Stated like this, I suspect a large portion of the FOMC would be sympathetic. For example, recall San Francisco Federal Reserve President John Williams from this past March:
“At that point if we don’t start to adjust monetary policy there’d be a risk of overshooting,” he said. “You don’t wait until you’re at full employment before you start to raise interest rates from zero.”
That said, most members lack Fisher's certainty that wages gains are set to accelerate and indicate that labor market slack has dwindled to the point that it is appropriate to remove financial accommodation. There remains the concern that the unemployment rate is not the best measure of labor market slack. They would prefer to wait until they have firm evidence of the absence of labor market slack and risk a small overshoot of inflation.

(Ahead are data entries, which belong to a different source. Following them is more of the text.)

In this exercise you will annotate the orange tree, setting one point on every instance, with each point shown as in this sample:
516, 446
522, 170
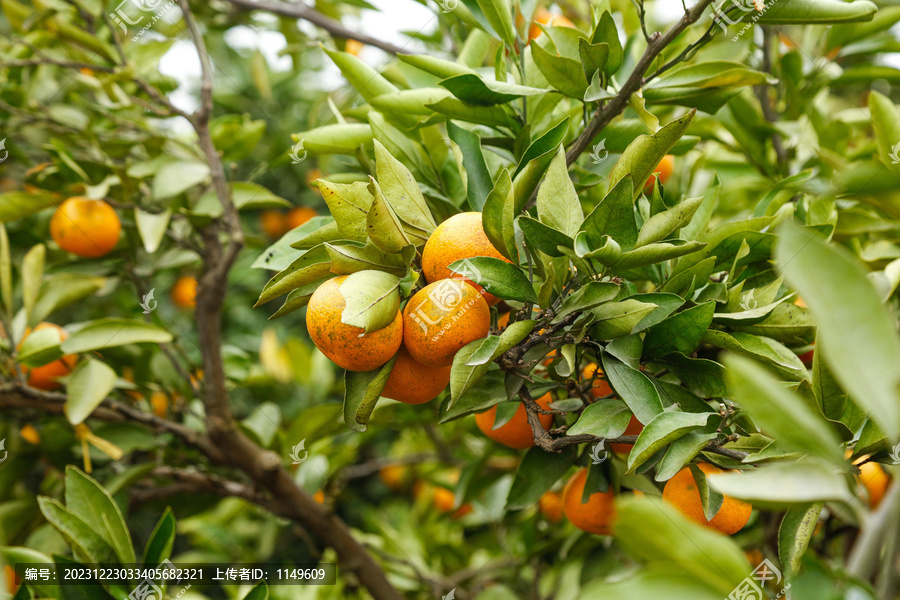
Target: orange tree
586, 279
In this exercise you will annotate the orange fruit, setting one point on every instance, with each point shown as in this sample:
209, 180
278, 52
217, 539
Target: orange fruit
665, 168
634, 428
515, 433
441, 318
84, 227
160, 403
299, 216
396, 477
353, 47
876, 480
594, 516
272, 222
30, 434
184, 292
347, 346
542, 16
459, 237
412, 382
551, 506
682, 493
45, 376
600, 387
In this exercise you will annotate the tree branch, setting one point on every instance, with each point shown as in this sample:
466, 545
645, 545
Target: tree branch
302, 11
657, 43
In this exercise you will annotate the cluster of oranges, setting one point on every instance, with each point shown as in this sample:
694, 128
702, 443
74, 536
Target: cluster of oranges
436, 323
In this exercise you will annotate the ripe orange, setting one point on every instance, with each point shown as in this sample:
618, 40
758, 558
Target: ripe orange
594, 516
347, 346
876, 481
682, 493
411, 382
515, 433
665, 168
634, 428
459, 237
441, 318
184, 292
273, 222
299, 216
551, 506
30, 434
84, 227
600, 387
45, 376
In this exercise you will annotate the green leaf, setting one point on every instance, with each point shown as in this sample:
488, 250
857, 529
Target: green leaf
785, 484
662, 429
259, 592
355, 257
361, 393
498, 217
796, 530
478, 177
618, 319
681, 332
660, 225
545, 238
349, 204
383, 225
498, 277
563, 73
86, 543
87, 499
372, 299
162, 540
32, 277
858, 334
89, 384
401, 191
781, 413
18, 205
245, 195
471, 88
557, 202
817, 12
632, 386
313, 265
643, 155
152, 227
176, 177
111, 332
537, 473
654, 532
613, 216
606, 418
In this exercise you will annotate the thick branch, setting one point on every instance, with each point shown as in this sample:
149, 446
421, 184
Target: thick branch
302, 11
615, 107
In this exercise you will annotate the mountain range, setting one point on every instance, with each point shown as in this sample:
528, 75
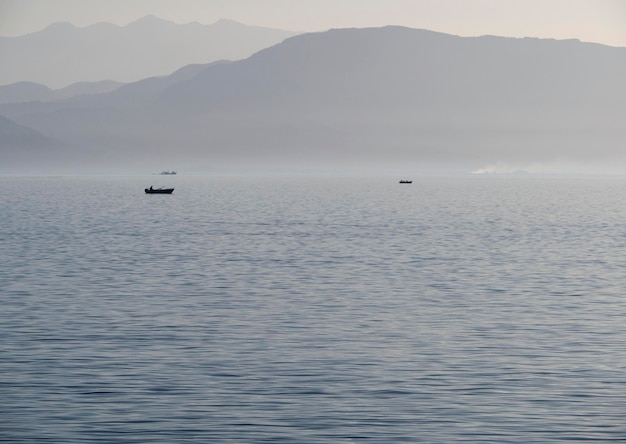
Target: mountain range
63, 54
377, 98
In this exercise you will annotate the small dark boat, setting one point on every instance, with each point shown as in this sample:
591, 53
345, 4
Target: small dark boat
159, 190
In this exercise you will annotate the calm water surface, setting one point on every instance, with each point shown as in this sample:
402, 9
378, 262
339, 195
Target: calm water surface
316, 310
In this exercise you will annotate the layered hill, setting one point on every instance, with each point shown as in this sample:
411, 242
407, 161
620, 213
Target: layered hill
374, 98
63, 54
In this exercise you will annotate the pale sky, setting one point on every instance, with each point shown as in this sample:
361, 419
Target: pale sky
601, 21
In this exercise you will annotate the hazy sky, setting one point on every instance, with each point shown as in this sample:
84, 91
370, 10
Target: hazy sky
602, 21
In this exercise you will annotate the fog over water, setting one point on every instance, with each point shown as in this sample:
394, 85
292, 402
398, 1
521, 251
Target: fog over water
312, 310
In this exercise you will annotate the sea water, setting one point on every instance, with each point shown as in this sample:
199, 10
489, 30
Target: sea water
312, 310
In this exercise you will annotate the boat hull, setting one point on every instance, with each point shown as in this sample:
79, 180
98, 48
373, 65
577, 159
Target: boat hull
159, 190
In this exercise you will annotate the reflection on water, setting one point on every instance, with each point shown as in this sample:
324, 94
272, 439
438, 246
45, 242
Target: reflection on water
312, 310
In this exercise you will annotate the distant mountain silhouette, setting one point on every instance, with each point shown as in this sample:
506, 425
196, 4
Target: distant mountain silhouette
63, 54
376, 98
22, 92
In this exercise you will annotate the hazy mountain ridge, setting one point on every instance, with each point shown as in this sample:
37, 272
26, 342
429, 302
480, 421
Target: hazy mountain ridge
23, 92
63, 54
392, 95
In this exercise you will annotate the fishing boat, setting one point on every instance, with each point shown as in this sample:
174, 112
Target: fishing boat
159, 190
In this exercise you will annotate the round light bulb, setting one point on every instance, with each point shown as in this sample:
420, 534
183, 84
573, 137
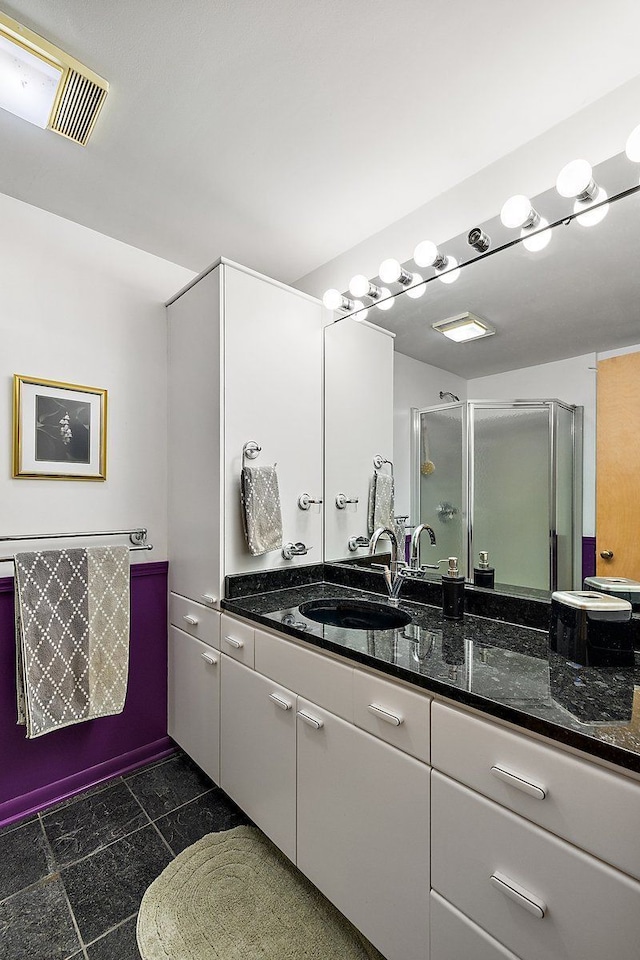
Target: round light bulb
359, 285
516, 211
632, 148
537, 239
417, 287
332, 299
591, 217
386, 301
426, 253
452, 273
359, 311
574, 178
390, 271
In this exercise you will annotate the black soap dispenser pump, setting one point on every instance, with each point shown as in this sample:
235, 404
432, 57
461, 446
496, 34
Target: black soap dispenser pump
483, 574
452, 591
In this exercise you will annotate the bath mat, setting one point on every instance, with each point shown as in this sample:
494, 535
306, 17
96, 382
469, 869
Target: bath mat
234, 896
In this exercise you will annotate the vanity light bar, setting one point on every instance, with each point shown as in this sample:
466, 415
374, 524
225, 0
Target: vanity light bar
575, 181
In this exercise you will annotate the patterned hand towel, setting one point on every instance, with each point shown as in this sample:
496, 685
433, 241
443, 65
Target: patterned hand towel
261, 514
72, 636
381, 502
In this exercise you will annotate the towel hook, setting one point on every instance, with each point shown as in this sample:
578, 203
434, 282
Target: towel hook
250, 451
379, 462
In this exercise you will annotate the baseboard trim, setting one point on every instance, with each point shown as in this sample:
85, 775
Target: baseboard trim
38, 800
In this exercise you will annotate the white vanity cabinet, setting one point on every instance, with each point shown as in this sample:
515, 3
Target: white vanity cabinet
245, 364
194, 699
363, 830
258, 751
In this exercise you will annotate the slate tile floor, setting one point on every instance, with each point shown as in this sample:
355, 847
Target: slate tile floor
71, 879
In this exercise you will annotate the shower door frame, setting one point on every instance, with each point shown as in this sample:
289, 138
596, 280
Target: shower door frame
468, 408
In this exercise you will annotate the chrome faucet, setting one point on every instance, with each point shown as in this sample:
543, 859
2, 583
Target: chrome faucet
415, 548
394, 576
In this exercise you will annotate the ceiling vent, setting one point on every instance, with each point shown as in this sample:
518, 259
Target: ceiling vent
47, 87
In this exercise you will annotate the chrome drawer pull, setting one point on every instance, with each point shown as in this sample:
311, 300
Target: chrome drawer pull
531, 789
534, 906
238, 644
279, 701
385, 715
312, 721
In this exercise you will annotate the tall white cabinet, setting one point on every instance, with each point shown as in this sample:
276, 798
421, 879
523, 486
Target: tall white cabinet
245, 364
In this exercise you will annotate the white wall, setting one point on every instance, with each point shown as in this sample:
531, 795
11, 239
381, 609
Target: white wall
82, 308
415, 384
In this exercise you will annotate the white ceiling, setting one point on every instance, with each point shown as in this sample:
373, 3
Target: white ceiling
281, 134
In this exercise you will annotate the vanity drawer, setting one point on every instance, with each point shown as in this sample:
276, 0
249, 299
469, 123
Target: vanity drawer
237, 640
392, 713
454, 935
593, 808
538, 895
196, 619
313, 676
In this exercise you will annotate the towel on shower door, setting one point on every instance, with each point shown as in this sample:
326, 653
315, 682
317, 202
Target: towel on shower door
261, 515
72, 636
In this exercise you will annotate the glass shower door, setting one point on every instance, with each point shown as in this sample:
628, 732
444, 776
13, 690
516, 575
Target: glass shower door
442, 497
510, 491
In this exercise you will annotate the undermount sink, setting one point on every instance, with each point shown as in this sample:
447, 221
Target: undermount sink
355, 614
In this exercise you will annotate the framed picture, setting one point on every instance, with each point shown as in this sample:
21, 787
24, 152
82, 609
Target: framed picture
59, 430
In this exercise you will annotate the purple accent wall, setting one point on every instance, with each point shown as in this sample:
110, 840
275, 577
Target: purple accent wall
588, 557
36, 773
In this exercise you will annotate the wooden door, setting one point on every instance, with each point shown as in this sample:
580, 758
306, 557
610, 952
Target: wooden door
618, 467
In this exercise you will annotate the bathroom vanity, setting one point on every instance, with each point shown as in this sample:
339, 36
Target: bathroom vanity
454, 789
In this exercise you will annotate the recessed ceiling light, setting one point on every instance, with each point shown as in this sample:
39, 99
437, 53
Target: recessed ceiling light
463, 327
45, 86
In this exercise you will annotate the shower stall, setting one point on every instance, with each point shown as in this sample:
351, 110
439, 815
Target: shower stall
503, 476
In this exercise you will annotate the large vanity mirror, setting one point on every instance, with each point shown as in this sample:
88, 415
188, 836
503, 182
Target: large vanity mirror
492, 442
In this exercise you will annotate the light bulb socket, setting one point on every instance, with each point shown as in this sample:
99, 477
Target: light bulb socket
405, 278
479, 240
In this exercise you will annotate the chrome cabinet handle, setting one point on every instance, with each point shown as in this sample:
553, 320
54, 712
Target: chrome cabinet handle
525, 899
236, 644
385, 715
305, 501
531, 789
311, 721
280, 701
342, 500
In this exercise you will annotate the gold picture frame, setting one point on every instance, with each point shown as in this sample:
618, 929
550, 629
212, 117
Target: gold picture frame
59, 430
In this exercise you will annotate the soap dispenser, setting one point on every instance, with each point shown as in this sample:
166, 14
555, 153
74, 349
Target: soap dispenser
452, 591
483, 574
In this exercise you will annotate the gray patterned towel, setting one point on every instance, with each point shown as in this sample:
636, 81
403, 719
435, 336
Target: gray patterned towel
261, 514
72, 636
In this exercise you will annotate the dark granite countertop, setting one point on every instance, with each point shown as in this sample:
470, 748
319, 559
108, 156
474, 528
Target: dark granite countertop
500, 668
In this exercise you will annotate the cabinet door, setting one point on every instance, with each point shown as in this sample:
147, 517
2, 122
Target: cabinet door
258, 751
194, 699
195, 432
363, 830
273, 395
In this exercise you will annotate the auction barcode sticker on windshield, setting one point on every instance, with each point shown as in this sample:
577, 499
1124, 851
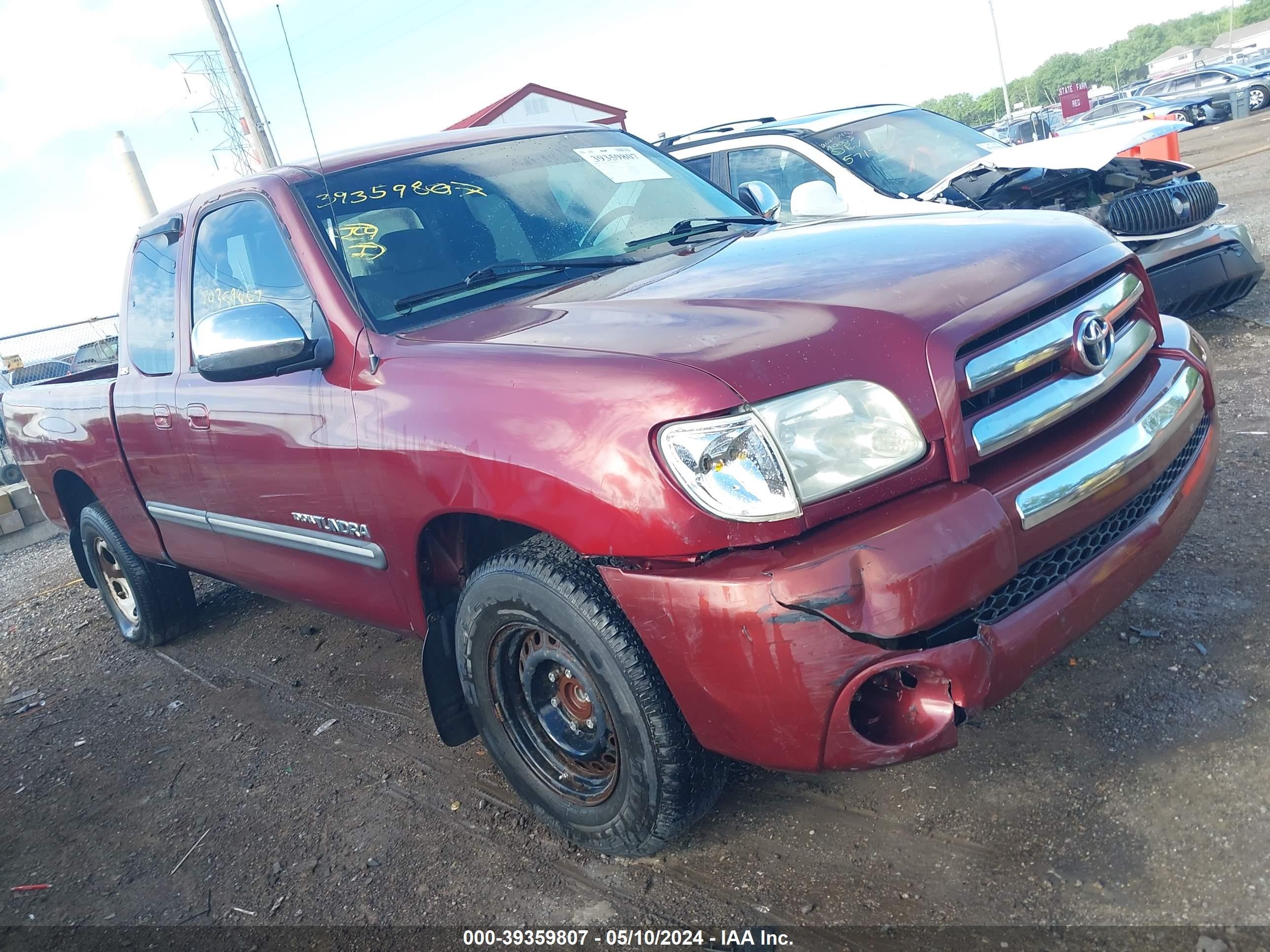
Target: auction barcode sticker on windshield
623, 163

Moreover, as we now know, showing their anti-inflationary resolve did not do the Fed any favors in 2006 and 2007. As a whole, the Fed is acutely aware of this result. It has not gone unnoticed that the while the economy has suffered from repeated recessions since the great Moderation began, it has not suffered from a bout of inflation. It is reasonable to thus conclude that on average, the Fed has been too tight, not too loose. Hence again why the FOMC is willing to be patient in the normalization process.
Bottom Line: Fisher suggests that wage inflation by itself is a concern and needs to be brought to a halt. This is of course incorrect. Fisher sees an inflation threat in any and all data. Indeed, there could really be no other reason to be concerned about wage inflation. I suspect that Fisher has pivoted to concerns about wage inflation because his much feared price inflation has never emerged. That said, there is an element of truth here as well. Unemployment is nearing a range that is typically associated with faster wage growth. The Fed will respond to reduced slack in labor markets with less accommodation, and they will see accelerating wage growth as a signal that slack has largely been eliminated. But they are in no rush to do so any faster than necessary. Hence the slow taper and the subsequent delay in hiking rates. The balance of risks may be in the direction of tighter than expected policy, but the Fed needs to see more convincing data before they actually move in that direction.